There is an extraordinary situation in the UK at present where local authorities have not only been given extra ordinary powers to snoop on its residents, but also to raise additional revenues from activities which previously had been considered as part of the remit of these local authorities in carrying out the duties of a local administration.
Such an example is the cost of making a planning application. It is not until someone actually makes such an application that you come up against the real cost of extending or building a house.
Referred to as section 106 agreements, a local authority is empowered by Central Government to levy extra ordinary charges on any resident wishing to carry out building works. These charges are arrived at by a complex algorithm and justified by stating that this cost is the contribution towards affordable housing, and that amount is towards education etc etc. The reality is that these payments are just another form of local taxes. My fear and concern is that these sums are not ring fenced but can be made available into the general coffers of the local authority and could be used towards funding the shortfall of these bureaucrats pensions.

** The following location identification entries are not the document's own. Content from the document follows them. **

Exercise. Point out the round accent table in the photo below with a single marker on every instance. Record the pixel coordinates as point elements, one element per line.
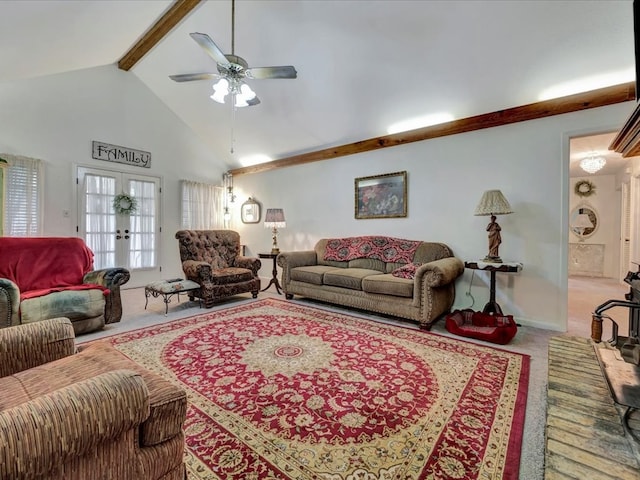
<point>492,306</point>
<point>274,272</point>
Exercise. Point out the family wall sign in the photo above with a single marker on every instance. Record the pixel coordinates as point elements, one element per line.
<point>118,154</point>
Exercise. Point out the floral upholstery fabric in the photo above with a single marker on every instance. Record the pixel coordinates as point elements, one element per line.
<point>387,249</point>
<point>47,277</point>
<point>212,259</point>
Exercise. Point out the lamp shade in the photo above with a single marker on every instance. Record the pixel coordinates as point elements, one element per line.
<point>274,218</point>
<point>493,203</point>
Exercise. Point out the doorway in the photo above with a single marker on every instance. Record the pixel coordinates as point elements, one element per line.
<point>599,253</point>
<point>124,235</point>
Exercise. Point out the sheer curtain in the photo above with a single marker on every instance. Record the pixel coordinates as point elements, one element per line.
<point>202,206</point>
<point>23,196</point>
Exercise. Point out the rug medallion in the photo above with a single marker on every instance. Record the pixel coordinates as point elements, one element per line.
<point>278,390</point>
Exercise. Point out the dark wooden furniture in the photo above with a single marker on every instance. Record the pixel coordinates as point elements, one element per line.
<point>509,267</point>
<point>274,272</point>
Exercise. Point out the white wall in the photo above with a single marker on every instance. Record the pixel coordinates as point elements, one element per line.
<point>528,161</point>
<point>55,118</point>
<point>606,203</point>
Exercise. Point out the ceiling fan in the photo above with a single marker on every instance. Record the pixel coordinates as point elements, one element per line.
<point>232,71</point>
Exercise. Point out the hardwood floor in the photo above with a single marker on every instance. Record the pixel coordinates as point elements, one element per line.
<point>585,436</point>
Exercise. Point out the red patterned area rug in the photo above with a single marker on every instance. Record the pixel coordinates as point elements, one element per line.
<point>283,391</point>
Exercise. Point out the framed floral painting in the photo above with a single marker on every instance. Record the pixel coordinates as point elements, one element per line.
<point>381,196</point>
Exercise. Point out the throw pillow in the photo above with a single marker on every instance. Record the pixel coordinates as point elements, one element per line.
<point>407,271</point>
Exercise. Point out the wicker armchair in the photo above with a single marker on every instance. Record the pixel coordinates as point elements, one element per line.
<point>212,259</point>
<point>94,414</point>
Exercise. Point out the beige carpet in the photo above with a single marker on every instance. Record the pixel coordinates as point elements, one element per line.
<point>584,295</point>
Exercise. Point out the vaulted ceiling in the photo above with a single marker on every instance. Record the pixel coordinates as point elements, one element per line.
<point>362,66</point>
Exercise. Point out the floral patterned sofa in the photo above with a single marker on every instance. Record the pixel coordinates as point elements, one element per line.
<point>409,279</point>
<point>212,259</point>
<point>49,277</point>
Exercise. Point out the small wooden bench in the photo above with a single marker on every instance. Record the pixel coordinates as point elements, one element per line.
<point>168,288</point>
<point>585,436</point>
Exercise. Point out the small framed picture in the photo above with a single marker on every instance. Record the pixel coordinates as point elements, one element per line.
<point>250,211</point>
<point>381,196</point>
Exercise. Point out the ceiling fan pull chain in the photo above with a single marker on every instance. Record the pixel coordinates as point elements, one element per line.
<point>233,120</point>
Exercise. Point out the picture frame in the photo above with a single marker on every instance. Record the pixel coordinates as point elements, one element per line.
<point>381,196</point>
<point>250,211</point>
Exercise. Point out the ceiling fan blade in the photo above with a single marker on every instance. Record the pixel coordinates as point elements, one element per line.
<point>211,48</point>
<point>189,77</point>
<point>260,73</point>
<point>254,101</point>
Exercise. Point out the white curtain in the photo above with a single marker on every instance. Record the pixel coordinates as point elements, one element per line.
<point>23,196</point>
<point>202,206</point>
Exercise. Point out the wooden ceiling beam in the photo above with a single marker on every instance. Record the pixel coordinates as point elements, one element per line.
<point>582,101</point>
<point>173,16</point>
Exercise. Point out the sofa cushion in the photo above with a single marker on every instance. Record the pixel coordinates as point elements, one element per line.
<point>167,402</point>
<point>225,276</point>
<point>348,277</point>
<point>407,271</point>
<point>73,304</point>
<point>387,284</point>
<point>368,263</point>
<point>387,249</point>
<point>313,274</point>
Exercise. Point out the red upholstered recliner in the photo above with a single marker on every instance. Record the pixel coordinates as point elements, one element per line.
<point>50,277</point>
<point>482,326</point>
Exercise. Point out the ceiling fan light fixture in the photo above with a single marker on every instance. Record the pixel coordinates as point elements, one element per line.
<point>220,90</point>
<point>592,164</point>
<point>244,96</point>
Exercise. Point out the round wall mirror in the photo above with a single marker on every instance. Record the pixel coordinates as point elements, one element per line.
<point>250,211</point>
<point>583,221</point>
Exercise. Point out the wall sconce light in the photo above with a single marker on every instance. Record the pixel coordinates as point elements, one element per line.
<point>227,180</point>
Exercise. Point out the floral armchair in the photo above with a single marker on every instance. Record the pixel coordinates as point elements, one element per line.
<point>212,259</point>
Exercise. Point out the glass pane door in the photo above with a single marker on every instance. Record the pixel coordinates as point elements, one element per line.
<point>120,240</point>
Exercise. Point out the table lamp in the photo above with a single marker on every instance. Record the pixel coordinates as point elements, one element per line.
<point>493,203</point>
<point>274,219</point>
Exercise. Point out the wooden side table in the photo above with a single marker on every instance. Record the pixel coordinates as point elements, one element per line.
<point>492,306</point>
<point>274,273</point>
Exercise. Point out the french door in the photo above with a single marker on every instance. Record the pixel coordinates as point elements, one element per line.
<point>130,239</point>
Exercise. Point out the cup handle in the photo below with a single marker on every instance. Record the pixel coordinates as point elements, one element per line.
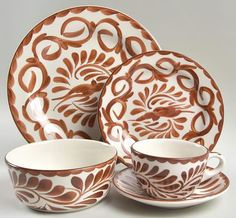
<point>213,172</point>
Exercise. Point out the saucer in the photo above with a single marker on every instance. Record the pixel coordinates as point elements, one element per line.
<point>160,94</point>
<point>60,67</point>
<point>126,184</point>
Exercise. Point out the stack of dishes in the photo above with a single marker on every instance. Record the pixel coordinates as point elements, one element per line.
<point>95,74</point>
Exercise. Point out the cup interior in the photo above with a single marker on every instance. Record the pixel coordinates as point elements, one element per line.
<point>61,154</point>
<point>169,148</point>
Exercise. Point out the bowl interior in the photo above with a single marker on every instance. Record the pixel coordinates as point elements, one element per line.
<point>61,154</point>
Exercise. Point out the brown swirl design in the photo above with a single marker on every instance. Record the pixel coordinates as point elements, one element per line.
<point>59,70</point>
<point>160,94</point>
<point>162,184</point>
<point>46,191</point>
<point>126,182</point>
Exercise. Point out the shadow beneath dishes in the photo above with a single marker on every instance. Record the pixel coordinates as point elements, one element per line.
<point>129,206</point>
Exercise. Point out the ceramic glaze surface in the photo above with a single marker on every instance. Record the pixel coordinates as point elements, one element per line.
<point>160,94</point>
<point>60,67</point>
<point>175,176</point>
<point>126,184</point>
<point>169,148</point>
<point>50,189</point>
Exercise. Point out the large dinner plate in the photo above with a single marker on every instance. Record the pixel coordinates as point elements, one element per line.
<point>160,94</point>
<point>60,67</point>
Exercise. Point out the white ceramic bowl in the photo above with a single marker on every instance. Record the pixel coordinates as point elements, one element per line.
<point>61,175</point>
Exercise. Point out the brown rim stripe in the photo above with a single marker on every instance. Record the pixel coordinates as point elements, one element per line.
<point>49,20</point>
<point>223,176</point>
<point>165,52</point>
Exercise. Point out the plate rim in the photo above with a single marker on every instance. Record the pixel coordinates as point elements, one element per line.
<point>34,30</point>
<point>174,202</point>
<point>163,52</point>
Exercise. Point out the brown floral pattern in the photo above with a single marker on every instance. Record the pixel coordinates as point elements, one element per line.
<point>160,94</point>
<point>161,183</point>
<point>59,69</point>
<point>126,183</point>
<point>46,192</point>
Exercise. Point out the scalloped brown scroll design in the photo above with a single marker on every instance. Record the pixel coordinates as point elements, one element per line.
<point>160,94</point>
<point>50,102</point>
<point>45,192</point>
<point>170,186</point>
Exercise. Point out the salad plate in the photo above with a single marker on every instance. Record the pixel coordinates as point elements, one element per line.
<point>160,94</point>
<point>127,185</point>
<point>60,67</point>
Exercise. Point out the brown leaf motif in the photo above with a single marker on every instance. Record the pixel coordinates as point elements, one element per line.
<point>159,112</point>
<point>80,101</point>
<point>160,183</point>
<point>44,194</point>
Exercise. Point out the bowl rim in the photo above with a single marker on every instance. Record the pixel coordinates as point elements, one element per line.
<point>85,168</point>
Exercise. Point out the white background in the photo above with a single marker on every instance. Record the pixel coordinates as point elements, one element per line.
<point>204,30</point>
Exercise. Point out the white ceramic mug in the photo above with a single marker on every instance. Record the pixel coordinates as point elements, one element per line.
<point>171,169</point>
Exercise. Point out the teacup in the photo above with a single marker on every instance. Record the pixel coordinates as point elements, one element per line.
<point>62,175</point>
<point>172,169</point>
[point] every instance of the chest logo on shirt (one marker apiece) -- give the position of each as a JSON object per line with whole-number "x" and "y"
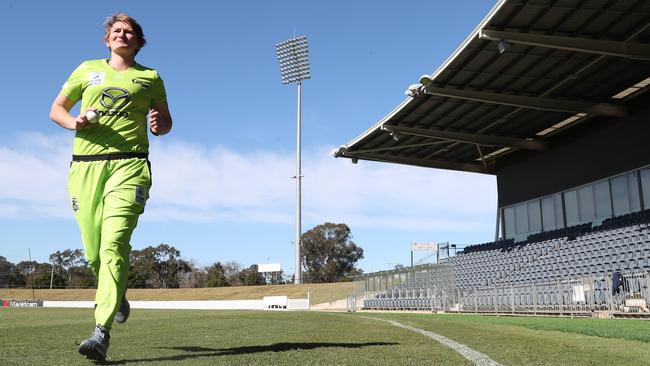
{"x": 114, "y": 98}
{"x": 142, "y": 82}
{"x": 96, "y": 78}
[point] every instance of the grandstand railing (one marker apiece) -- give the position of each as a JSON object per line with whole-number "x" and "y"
{"x": 571, "y": 297}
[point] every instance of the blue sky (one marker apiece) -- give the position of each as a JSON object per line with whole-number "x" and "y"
{"x": 222, "y": 179}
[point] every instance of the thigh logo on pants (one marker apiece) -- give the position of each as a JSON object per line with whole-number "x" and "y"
{"x": 75, "y": 204}
{"x": 140, "y": 194}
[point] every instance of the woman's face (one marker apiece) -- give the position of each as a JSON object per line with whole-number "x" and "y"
{"x": 122, "y": 38}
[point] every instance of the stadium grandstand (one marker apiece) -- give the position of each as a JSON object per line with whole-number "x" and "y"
{"x": 550, "y": 96}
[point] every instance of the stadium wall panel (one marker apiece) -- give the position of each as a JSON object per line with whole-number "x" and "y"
{"x": 619, "y": 146}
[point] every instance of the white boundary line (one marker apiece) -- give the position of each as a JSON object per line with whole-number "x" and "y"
{"x": 476, "y": 357}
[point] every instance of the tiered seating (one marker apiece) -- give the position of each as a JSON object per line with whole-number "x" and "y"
{"x": 544, "y": 260}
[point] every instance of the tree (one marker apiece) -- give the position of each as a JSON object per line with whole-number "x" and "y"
{"x": 329, "y": 254}
{"x": 156, "y": 267}
{"x": 9, "y": 274}
{"x": 196, "y": 278}
{"x": 170, "y": 266}
{"x": 216, "y": 276}
{"x": 250, "y": 276}
{"x": 232, "y": 271}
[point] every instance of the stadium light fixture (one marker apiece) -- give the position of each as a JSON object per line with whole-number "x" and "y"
{"x": 294, "y": 68}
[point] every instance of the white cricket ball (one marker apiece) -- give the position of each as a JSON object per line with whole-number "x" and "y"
{"x": 91, "y": 116}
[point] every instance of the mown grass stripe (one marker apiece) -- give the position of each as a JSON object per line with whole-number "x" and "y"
{"x": 474, "y": 356}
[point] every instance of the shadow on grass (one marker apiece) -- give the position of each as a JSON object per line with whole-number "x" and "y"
{"x": 197, "y": 352}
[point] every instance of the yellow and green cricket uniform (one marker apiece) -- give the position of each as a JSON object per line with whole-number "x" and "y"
{"x": 110, "y": 175}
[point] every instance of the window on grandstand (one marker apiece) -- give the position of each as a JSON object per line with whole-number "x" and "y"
{"x": 602, "y": 200}
{"x": 534, "y": 217}
{"x": 571, "y": 208}
{"x": 552, "y": 213}
{"x": 586, "y": 200}
{"x": 593, "y": 203}
{"x": 645, "y": 186}
{"x": 509, "y": 222}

As if that wasn’t bad enough, these ingenious local authority bureaucrats are coming up with ever more inventive ways of increasing the taxes upon the local population in the form of Community Infrastructure Levy or CIL.
The CIL is an addition financial burden upon the builder or developer with the simple result of taxing to breaking point anyone wishing to improve their property, or supposedly help the government shortfall on providing additional housing stock.
These potential additional contributions are calculated according to various criteria, and in the case of Elmbridge Borough Council, are arrived at by an online complex spreadsheet which will kindly calculate the payments for you. These can run into hundreds of thousands of pounds for the larger houses, or just tens of thousands for a smaller house.
How is it that these local authorities can be allowed to get away with this punitive form of taxation which will now reduce home owners extending their homes or fulfilling their drams of building their own home?
Surely a case of no longer the dog wagging the tail, but the tail wagging the dog!